Tel est le monde des grands nombres: ce palais offre ainsi avec fierté un bilan annuel qui inscrit en ses pages que les 350 événe-ments ayant eu lieu au cours de la dernière année ont fait entrer en revenus, dans les caisses des hôtels, restaurants et autres lieux publics de la grande région montréalaise, près d'un quart de milliard de dollars.

Et ce qui se passe à Montréal se déroule aussi à Québec, dont le Centre des congrès se veut un concurrent des lieux sis dans les métropoles que sont Paris, New York ou Dubaï: «Québec est une destination exotique pour bien des organisateurs d'événements qui nous choisissent au détriment de grandes villes», affirme d'ailleurs Ann Cantin, directrice des communications et de la mise en marché de ce lieu de rencontres de la capitale nationale.

Spa ou mer inclus

Au pied de l'échelle des nombres, toutefois, se tiennent de «petits joueurs» qui ne sont pas sans atout. Ainsi, une vingtaine de personnes pourraient se retrouver en pleine nature, avec un spa à demeure, si elles se déplaçaient à 10 minutes d'Ottawa en Outaouais pour faire tenir leur rencontre au Nordik spa en nature, à Old Chelsea.

Y penseraient-elles qu'à l'autre bout du Québec, en Gaspésie, un responsable de centre de congrès à Carleton-sur-Mer, un Stéphane Boudreau, leur ferait la promotion de son site et du paysage maritime qui l'entoure. Et même lui devrait aussi se confronter à Véronique Mariève Gosselin, de Tourisme Rimouski, pour qui le fleuve Saint-Laurent est une valeur sûre quand nature et affaires vont de pair.

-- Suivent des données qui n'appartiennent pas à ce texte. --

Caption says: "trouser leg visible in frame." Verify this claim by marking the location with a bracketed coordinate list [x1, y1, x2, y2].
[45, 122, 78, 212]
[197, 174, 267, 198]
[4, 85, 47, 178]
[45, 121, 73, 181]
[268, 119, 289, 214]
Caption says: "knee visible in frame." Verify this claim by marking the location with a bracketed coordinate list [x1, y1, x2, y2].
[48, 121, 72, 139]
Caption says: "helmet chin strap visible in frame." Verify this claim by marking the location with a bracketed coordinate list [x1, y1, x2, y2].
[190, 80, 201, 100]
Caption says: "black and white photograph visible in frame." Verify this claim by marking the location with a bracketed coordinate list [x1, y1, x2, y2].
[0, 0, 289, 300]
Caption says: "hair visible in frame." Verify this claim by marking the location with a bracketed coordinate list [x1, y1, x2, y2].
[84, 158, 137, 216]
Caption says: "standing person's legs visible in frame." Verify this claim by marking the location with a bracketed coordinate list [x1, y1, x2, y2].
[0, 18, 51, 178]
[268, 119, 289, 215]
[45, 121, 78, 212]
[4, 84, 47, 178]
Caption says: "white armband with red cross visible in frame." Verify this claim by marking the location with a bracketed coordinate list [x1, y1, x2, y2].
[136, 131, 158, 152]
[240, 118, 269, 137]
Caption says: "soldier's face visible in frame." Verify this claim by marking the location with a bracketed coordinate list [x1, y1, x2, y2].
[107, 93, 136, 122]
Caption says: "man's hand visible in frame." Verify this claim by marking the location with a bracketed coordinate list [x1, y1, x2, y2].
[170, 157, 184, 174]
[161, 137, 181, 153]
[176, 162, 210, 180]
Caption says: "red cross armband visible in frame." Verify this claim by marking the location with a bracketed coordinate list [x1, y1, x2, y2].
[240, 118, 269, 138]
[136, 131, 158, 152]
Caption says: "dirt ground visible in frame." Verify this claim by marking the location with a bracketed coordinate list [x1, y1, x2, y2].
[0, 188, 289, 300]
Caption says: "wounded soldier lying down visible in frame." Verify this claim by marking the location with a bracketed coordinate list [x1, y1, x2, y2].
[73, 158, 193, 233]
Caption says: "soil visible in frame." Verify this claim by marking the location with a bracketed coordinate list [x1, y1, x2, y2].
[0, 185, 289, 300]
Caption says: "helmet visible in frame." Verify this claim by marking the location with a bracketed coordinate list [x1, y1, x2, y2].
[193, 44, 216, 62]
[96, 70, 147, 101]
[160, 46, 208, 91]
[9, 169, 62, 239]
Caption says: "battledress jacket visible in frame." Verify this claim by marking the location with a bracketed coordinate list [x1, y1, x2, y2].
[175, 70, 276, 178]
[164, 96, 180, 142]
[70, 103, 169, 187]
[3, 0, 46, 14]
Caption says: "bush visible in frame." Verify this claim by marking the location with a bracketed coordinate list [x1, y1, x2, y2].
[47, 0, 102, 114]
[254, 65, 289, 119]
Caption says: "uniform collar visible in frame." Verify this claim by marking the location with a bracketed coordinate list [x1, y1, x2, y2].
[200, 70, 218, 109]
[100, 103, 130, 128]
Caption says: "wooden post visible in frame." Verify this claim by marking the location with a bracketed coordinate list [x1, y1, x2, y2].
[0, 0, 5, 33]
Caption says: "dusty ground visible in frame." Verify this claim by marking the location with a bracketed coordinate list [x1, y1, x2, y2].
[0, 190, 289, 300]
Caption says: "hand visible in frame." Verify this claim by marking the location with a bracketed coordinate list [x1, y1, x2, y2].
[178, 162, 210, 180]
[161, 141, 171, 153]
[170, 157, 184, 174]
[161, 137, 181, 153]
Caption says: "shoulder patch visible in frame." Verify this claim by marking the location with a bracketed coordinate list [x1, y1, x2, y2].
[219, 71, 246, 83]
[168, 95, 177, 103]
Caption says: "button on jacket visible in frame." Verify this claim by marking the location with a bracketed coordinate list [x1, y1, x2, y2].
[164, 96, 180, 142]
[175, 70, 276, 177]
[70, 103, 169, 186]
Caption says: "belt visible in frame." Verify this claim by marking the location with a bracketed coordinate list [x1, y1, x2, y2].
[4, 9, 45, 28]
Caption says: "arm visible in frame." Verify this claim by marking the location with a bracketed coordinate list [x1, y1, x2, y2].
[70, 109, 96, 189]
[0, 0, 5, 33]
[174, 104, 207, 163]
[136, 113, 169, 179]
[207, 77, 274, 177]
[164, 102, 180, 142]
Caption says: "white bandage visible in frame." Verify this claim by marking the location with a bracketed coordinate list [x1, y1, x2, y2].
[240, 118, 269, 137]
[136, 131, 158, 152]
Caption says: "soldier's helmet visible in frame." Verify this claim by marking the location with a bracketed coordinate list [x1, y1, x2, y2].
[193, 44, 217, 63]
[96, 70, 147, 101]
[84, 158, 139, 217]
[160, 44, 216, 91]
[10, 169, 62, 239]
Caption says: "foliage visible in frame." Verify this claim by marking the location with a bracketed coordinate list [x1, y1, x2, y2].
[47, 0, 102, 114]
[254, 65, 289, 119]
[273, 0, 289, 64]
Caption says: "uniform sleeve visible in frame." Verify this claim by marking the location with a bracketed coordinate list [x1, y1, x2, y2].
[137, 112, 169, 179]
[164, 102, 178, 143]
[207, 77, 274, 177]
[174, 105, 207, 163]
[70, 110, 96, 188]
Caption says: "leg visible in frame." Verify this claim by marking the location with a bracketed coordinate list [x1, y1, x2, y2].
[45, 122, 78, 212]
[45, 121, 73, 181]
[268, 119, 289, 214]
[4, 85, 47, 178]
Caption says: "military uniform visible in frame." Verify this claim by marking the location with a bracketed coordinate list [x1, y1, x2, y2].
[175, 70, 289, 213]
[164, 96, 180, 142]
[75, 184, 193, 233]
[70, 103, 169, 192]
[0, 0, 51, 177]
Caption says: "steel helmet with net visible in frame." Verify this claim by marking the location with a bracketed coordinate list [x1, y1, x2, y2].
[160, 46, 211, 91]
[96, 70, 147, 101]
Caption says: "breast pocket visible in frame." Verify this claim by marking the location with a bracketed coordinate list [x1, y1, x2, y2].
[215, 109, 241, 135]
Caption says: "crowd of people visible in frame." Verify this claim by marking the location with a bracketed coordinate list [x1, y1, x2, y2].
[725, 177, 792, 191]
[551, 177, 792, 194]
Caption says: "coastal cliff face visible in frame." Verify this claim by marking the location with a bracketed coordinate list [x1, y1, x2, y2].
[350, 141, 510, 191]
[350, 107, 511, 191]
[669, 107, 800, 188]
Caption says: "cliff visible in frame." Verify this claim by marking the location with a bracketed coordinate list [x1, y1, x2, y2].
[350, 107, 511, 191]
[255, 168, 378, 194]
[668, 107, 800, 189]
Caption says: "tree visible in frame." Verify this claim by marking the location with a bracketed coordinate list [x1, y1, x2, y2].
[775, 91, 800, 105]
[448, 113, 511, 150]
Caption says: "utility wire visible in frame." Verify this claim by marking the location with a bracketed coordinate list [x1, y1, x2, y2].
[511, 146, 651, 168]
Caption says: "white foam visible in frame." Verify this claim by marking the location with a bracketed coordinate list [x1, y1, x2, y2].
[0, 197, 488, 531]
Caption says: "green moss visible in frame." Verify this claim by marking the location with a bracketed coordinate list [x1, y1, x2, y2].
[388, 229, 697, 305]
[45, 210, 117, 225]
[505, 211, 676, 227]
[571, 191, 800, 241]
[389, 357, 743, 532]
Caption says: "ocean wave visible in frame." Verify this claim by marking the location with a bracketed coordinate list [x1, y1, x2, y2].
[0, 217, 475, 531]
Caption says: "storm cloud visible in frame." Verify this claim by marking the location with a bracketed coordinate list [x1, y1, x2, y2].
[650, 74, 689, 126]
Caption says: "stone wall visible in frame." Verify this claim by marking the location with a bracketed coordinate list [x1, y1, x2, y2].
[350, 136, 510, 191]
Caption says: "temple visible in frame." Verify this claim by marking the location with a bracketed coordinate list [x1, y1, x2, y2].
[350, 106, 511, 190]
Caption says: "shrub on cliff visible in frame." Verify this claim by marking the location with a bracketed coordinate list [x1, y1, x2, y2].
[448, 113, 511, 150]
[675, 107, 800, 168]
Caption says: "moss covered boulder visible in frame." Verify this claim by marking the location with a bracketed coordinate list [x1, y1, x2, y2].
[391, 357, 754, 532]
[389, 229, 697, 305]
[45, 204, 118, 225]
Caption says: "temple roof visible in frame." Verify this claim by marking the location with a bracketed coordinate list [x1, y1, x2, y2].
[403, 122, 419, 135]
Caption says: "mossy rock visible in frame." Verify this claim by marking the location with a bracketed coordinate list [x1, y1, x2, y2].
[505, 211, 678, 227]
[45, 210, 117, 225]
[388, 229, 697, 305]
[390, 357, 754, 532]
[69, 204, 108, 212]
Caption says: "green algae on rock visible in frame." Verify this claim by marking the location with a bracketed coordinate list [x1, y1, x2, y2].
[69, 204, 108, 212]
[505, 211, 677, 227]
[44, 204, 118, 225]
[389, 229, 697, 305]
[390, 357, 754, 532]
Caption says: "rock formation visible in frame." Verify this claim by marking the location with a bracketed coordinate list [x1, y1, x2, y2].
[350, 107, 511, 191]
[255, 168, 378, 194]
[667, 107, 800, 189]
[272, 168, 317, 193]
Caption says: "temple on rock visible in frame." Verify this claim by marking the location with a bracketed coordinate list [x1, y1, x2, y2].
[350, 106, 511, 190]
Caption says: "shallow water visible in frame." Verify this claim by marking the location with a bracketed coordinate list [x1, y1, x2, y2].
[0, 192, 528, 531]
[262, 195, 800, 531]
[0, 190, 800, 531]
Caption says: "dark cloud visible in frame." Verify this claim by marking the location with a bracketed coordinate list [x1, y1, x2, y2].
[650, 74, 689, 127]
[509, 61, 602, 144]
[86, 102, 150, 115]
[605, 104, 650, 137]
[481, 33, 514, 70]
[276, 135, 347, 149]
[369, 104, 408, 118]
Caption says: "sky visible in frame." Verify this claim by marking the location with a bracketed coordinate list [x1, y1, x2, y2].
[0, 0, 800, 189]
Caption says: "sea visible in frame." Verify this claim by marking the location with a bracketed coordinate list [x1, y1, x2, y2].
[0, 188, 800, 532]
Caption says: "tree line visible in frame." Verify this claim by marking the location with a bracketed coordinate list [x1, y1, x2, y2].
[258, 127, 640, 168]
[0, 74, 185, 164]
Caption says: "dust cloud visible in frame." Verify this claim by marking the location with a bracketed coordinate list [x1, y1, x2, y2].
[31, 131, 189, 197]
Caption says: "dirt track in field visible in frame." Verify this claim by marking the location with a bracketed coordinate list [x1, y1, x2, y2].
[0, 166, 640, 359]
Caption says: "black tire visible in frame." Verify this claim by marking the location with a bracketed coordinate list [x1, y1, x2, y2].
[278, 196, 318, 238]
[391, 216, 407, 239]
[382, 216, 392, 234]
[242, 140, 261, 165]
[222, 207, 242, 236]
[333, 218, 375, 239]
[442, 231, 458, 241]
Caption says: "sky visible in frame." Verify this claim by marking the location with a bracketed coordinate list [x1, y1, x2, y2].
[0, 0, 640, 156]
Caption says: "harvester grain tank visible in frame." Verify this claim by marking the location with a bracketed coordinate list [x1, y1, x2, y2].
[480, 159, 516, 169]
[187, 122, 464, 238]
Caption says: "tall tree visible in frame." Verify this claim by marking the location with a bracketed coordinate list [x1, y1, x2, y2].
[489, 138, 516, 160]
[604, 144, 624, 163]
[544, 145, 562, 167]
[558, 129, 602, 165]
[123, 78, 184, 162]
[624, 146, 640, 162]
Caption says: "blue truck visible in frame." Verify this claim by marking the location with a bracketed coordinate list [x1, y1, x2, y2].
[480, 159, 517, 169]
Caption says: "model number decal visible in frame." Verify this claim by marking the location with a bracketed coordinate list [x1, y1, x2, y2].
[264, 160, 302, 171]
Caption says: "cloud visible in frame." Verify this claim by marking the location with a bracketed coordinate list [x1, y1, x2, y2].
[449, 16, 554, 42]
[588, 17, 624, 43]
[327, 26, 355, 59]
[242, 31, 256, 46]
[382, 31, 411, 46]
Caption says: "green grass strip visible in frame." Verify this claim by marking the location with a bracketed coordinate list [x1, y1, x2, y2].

L'industrie des congrès est une énorme machine. Tous savent que, s'il y a échange d'idées — et une rencontre comme celle que tient tous les ans l'Acfas avec ses milliers d'universitaires, chercheurs et scientifiques de tout domaine en fait la preuve — il ne faut surtout pas oublier que, lorsque des gens se rencontrent pour quelques jours, ils le font habituellement à l'extérieur de leur zone de résidence, et alors ils doivent aussi, outre les réunions, manger, dormir, se détendre. Et, de ces activités, tous en profitent.

Le congrès serait-il international qu'il devient un temps publicitaire pour ce Québec dont la nature est le premier atout. Un séjour à Montréal peut ainsi se conclure par une virée en Montérégie ou en Laurentides, où un simple coup d'oeil peut donner l'idée à quelqu'un de revenir, cette fois la cellule familiale l'accompagnant. Le monde des affaires est par définition celui par qui l'argent arrive: pourquoi le Québec n'en profiterait-il pas?